Large-scale randomness study of security margins for 100+ cryptographic functions [SECRYPT 2022]

@Article{2022-securitymargins-secrypt,
  Title = {Large-scale randomness study of security margins for 100+ cryptographic functions},
  Author = {Dusan Klinec, Marek Sys, Karel Kubicek, Petr Svenda, Vashek Matyas},
  Conference = {19th International Conference on Security and Cryptography (SECRYPT 2022)},
  Year = {2022},
  Pages = {xx--xx},
  Publisher = {INSTICC},
}

Abstract

The output of cryptographic functions, be it encryption routines or hash functions, should be statistically indistinguishable from a truly random data for an external observer. The property can be partially tested automatically using batteries of statistical tests. However, it is not easy in practice: multiple incompatible test suites exist, with possibly overlapping and correlated tests, making the statistically robust interpretation of results difficult. Additionally, a significant amount of data processing is required to test every separate cryptographic function.

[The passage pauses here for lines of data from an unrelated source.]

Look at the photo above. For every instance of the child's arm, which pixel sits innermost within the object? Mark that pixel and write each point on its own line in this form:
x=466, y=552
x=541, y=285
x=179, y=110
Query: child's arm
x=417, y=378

Due to these obstacles, no large-scale systematic analysis of the the round-reduced cryptographic functions w.r.t their input mixing capability, which would provide an insight into the behaviour of the whole classes of functions rather than few selected ones, was yet published. We created a framework to consistently run 414 statistical tests and their variants from the commonly used statistical testing batteries (NIST STS, Dieharder, TestU01, and BoolTest).

Using the distributed computational cluster providing required significant processing power, we analyzed the output of 109 round-reduced cryptographic functions (hash, lightweight, and block-based encryption functions) in the multiple configurations, scrutinizing the mixing property of each one. As a result, we established the fraction of a function’s rounds with still detectable bias (a.k.a. security margin) when analyzed by randomness statistical tests.